I put the book away in-game, but while I had the experience running I started playing Hades on my actual Switch, delicately balancing real life gaming with an experience I was actually “playing”. Though I played on the Switch with my headphones on, I cranked up my laptop’s speakers to hear the airplane noises, popping my head up if I heard anything over the PA system, or if I wanted to look out of the window to see where in the world we were flying over. The passenger seated a couple seats down from me was quiet the whole time, watching a movie on her own IFE.

The table where my gaming laptop is set up is up against a corner, so I was actually able to lean onto the wall a bit as I played, echoing how I’d lean up against the window of the plane (I always get a window seat) and resulting in a terrifyingly realistic ordeal.

And… I loved it?

Solitaire is so good, y’all

The game incorporates a ton of details of a typical flight. The sights and sounds are all here, from the overhead air blasting too much, the people unzipping and zipping bags, the captain giving semi-regular updates, the grinding of wheels, the chime when a call button is pressed. Because each flight is a randomized series of events, the passengers and moments change every time. I didn’t experience any turbulence, for instance, but there was definitely a really loud kid a couple of rows up. Visually, it’s nothing to get excited about — people are stiff, you can’t really zoom into anything for a better view — but in the rare occasion it’s fine here. I don’t need this to look good, I just need this to feel right.

The controls are a little difficult to get used to, and don’t always seem obvious as to how to interact with something. “Do I need to tap on a screen, or drag and scroll?” In fact, the janky-ass IFE on the seatback is perfectly copied from the horrible ones on a plane (right down to the deployable remote). The buttons don’t always work, the touch screen isn’t accurate, and the menu design is all over the place. I can’t tell if it’s bad coding in the game, or intentionally meant to feel like bad design, but that adds to the authenticity of the experience even more.

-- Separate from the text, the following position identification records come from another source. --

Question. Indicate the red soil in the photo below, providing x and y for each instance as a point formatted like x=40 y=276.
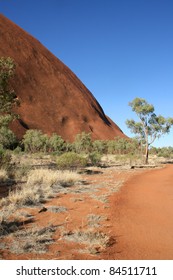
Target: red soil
x=138 y=217
x=141 y=215
x=52 y=98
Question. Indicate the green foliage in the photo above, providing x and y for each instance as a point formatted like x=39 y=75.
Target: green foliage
x=7 y=138
x=150 y=126
x=5 y=159
x=95 y=158
x=71 y=160
x=35 y=141
x=7 y=95
x=166 y=152
x=99 y=146
x=83 y=142
x=56 y=143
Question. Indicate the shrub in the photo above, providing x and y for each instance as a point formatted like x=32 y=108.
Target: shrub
x=35 y=141
x=71 y=160
x=5 y=159
x=99 y=146
x=56 y=143
x=7 y=138
x=94 y=158
x=83 y=142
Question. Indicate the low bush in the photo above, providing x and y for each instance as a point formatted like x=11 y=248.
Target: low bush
x=71 y=160
x=95 y=158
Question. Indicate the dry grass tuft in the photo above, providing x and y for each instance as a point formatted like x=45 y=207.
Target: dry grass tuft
x=33 y=240
x=3 y=175
x=89 y=238
x=50 y=177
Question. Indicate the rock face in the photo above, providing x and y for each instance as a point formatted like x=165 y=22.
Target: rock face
x=52 y=98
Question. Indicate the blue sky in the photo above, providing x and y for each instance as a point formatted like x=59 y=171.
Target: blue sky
x=120 y=49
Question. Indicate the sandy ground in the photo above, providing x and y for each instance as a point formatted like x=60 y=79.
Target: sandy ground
x=141 y=214
x=111 y=214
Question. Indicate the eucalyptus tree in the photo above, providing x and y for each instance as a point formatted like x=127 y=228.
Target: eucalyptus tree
x=150 y=126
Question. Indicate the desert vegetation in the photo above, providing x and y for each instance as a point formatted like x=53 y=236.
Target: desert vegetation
x=39 y=168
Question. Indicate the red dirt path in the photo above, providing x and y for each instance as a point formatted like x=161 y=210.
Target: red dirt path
x=141 y=214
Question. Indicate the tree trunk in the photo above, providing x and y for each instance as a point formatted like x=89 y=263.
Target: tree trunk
x=146 y=154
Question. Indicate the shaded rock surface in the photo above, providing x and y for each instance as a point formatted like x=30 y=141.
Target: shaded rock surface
x=52 y=98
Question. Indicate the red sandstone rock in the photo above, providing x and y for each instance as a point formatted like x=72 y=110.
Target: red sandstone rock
x=52 y=98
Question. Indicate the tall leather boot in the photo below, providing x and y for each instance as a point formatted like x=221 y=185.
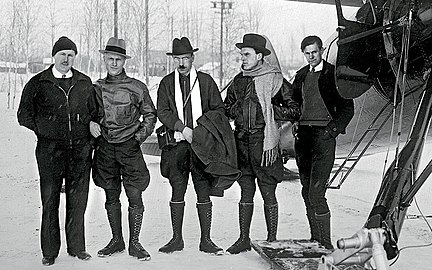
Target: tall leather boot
x=176 y=243
x=245 y=217
x=323 y=225
x=205 y=217
x=116 y=243
x=310 y=213
x=135 y=221
x=271 y=216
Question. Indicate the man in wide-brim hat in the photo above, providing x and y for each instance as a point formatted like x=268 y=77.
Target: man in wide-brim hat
x=122 y=102
x=251 y=99
x=183 y=96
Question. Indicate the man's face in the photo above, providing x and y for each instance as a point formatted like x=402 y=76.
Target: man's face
x=313 y=54
x=250 y=58
x=183 y=63
x=114 y=63
x=63 y=60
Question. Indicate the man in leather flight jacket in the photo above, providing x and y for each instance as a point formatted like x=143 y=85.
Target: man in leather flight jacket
x=122 y=102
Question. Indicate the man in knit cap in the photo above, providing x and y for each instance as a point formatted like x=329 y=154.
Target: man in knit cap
x=56 y=104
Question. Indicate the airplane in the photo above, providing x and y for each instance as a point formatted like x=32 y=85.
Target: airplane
x=383 y=58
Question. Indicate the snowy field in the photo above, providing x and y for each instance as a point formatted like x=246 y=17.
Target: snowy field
x=21 y=211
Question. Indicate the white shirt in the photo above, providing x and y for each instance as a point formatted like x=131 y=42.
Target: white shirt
x=318 y=67
x=58 y=75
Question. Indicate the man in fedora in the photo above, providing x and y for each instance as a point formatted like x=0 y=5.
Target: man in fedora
x=251 y=100
x=183 y=96
x=126 y=117
x=57 y=104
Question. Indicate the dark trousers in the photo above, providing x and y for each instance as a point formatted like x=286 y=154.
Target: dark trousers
x=176 y=164
x=57 y=161
x=315 y=154
x=249 y=154
x=114 y=163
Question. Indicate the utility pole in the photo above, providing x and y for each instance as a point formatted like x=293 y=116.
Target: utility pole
x=115 y=18
x=146 y=42
x=223 y=5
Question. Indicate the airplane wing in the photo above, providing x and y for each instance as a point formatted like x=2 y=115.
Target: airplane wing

The phone comes with some actual podcast episodes

This isn’t going to be the kind of game someone will want to play by sitting in front of a screen to “win.” Instead, Airplane Mode is a dumb, albeit strangely cathartic and comforting experience. I’ve been on enough flights where the atmosphere and process feel like white noise now, and perhaps that’s what Airplane Mode should be treated as. I’ll likely play it again, perhaps letting it run in the background during my normal work day instead of a typical podcast or Spotify playlist alone.

Really, the only things missing are the farts from other passengers and a final destination to a warmer place. I’ll turn up the thermostat and wear shorts while I wait to travel again.

This review is based on a Steam copy of the game sent to SideQuesting by the publisher.